Crap. I'll be watching to see how this turns out.


----------



## mahlere (Aug 6, 2006)

quick question....was there more to tape than the garage?

why were they brought in before all the rock was ready for them? they just were trying to avoid 2 extra trips for the garage...was there supposed to be extra money for them to make the extra trips?


----------



## thom (Nov 3, 2006)

mahlere said:


> quick question....was there more to tape than the garage?


It's a local inspection thing. When we were using the UBC we were required 5/8 in the garage and under the stairs. The city required a nailing inspection on the 5/8 only. When we switched to the IRC the 5/8 requirement disappeared for a few months, then there was a local amendment requiring 5/8 in the garage if there was living space on the other side. We then went back to the inspection for 5/8 nailing. So, they only inspect the garage, and only the ceiling, and only if there is living space above it.

Under UBC if we used framing at 24" centers we had to strap the ceiling to 16" centers because that was the requirement for 5/8 drywall. They dropped that requirement (16" centers) but require 1-5/8 screws at 6" centers.

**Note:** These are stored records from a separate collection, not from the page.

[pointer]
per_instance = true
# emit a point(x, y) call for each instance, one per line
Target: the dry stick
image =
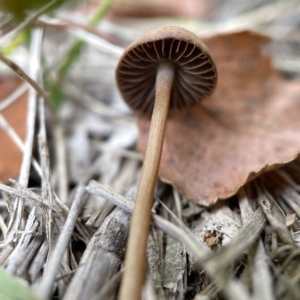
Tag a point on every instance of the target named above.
point(47, 192)
point(26, 162)
point(45, 287)
point(17, 140)
point(135, 261)
point(61, 162)
point(261, 276)
point(233, 289)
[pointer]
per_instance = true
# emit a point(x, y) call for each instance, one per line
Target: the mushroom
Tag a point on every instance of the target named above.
point(169, 67)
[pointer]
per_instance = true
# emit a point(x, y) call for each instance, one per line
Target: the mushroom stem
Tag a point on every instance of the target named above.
point(135, 260)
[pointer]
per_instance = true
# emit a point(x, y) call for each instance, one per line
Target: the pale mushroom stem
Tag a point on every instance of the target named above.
point(135, 260)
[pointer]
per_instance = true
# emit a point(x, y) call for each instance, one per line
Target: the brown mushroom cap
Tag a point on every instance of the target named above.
point(195, 72)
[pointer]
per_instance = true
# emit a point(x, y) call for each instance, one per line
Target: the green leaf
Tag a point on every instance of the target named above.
point(12, 289)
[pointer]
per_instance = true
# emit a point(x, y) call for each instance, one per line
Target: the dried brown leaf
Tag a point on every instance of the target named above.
point(15, 114)
point(250, 124)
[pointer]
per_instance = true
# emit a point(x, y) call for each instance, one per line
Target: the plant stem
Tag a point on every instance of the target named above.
point(135, 261)
point(77, 47)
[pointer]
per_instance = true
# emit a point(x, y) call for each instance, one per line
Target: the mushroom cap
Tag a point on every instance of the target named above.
point(195, 74)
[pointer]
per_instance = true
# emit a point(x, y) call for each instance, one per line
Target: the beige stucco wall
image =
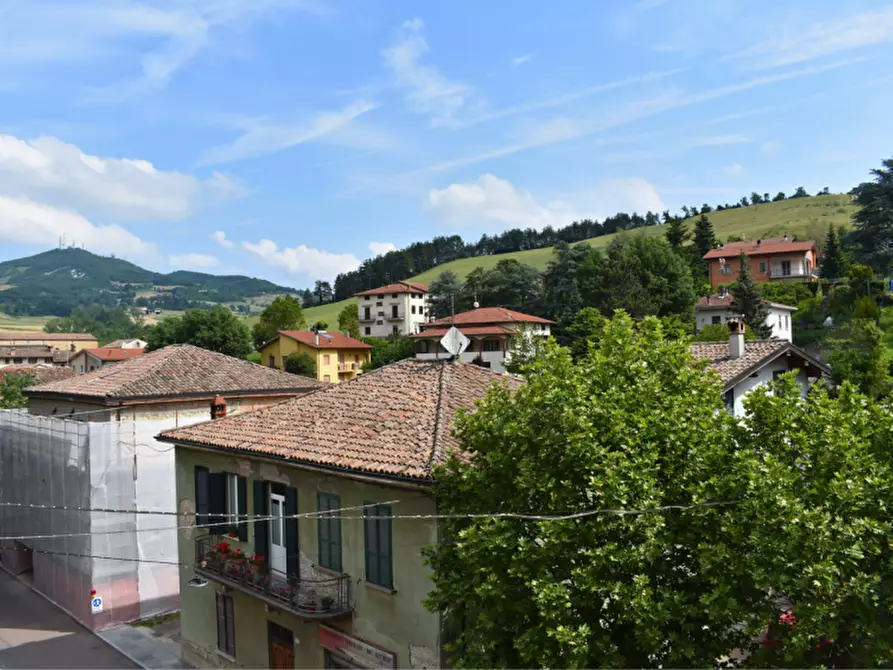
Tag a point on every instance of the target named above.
point(396, 622)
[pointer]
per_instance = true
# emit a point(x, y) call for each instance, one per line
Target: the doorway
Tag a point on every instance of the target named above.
point(277, 533)
point(282, 646)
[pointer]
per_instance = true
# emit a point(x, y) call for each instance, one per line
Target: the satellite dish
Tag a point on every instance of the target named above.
point(454, 341)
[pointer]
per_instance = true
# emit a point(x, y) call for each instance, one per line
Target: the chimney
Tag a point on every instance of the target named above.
point(736, 337)
point(218, 407)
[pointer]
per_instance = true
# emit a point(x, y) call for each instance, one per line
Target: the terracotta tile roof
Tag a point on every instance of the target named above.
point(395, 421)
point(43, 373)
point(398, 287)
point(327, 340)
point(48, 337)
point(26, 351)
point(706, 303)
point(756, 354)
point(465, 330)
point(487, 316)
point(110, 354)
point(770, 246)
point(179, 370)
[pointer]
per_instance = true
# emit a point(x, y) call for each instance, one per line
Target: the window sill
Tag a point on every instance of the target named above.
point(225, 656)
point(383, 589)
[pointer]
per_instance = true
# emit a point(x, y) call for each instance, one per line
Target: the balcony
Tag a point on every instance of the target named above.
point(306, 598)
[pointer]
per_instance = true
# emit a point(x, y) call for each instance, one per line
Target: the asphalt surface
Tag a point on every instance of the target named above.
point(34, 633)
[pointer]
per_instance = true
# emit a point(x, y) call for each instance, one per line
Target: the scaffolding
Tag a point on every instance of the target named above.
point(83, 466)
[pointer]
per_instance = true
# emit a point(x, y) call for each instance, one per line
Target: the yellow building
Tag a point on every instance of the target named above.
point(58, 341)
point(337, 356)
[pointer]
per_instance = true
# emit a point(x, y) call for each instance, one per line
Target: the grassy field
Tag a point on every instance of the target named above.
point(807, 218)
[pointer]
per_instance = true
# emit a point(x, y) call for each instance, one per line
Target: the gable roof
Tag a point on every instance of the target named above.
point(757, 354)
point(777, 245)
point(112, 354)
point(484, 316)
point(333, 340)
point(7, 336)
point(709, 302)
point(177, 371)
point(394, 422)
point(397, 287)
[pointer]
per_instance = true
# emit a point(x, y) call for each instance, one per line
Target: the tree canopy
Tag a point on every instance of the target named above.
point(773, 512)
point(284, 313)
point(216, 329)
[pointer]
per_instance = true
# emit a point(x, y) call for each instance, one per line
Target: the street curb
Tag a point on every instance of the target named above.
point(74, 618)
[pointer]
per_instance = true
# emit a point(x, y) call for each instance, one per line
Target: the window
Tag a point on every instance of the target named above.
point(226, 625)
point(729, 399)
point(329, 531)
point(377, 532)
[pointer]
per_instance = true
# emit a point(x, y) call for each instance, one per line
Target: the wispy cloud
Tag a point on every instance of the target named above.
point(426, 89)
point(800, 45)
point(262, 137)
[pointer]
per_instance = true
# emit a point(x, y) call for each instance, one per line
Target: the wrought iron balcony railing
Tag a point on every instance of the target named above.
point(324, 598)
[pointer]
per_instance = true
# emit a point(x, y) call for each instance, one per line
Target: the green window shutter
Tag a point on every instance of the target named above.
point(242, 527)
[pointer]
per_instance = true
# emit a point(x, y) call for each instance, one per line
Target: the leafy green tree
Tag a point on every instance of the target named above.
point(630, 425)
point(873, 234)
point(561, 293)
point(299, 363)
point(284, 313)
point(704, 241)
point(642, 275)
point(443, 294)
point(216, 329)
point(677, 233)
point(349, 320)
point(859, 356)
point(386, 351)
point(746, 300)
point(833, 261)
point(12, 385)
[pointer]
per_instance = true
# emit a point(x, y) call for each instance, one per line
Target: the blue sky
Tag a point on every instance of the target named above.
point(291, 139)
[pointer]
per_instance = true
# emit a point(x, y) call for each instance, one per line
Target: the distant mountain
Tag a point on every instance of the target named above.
point(56, 281)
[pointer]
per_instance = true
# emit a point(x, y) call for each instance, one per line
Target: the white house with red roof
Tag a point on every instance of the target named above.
point(714, 309)
point(490, 330)
point(396, 309)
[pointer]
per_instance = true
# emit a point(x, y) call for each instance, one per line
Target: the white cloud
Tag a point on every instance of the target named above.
point(492, 202)
point(159, 38)
point(799, 44)
point(734, 170)
point(61, 175)
point(220, 237)
point(261, 137)
point(192, 261)
point(303, 260)
point(379, 248)
point(25, 222)
point(427, 90)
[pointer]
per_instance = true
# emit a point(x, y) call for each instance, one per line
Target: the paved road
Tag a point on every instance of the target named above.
point(36, 634)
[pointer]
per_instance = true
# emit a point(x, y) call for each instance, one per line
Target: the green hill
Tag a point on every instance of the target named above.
point(807, 218)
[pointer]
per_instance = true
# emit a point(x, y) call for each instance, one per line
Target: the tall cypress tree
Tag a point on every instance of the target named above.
point(746, 301)
point(705, 240)
point(834, 262)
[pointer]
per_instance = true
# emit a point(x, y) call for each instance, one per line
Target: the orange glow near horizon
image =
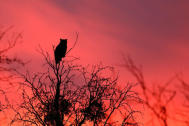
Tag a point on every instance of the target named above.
point(154, 34)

This inspector is a pain in the ass. He's the same one who told me that I needed another light switch at the stair landing because the 2006 IBC requires it. I reminded that our jurisdiction has not yet adopted the 2006 IBC. He's new here and want's to show off I think.


----------



## mahlere (Aug 6, 2006)

thom said:


> It's a local inspection thing. When we were using the UBC we were required 5/8 in the garage and under the stairs. The city required a nailing inspection on the 5/8 only. When we switched to the IRC the 5/8 requirement disappeared for a few months, then there was a local amendment requiring 5/8 in the garage if there was living space on the other side. We then went back to the inspection for 5/8 nailing. So, they only inspect the garage, and only the ceiling, and only if there is living space above it.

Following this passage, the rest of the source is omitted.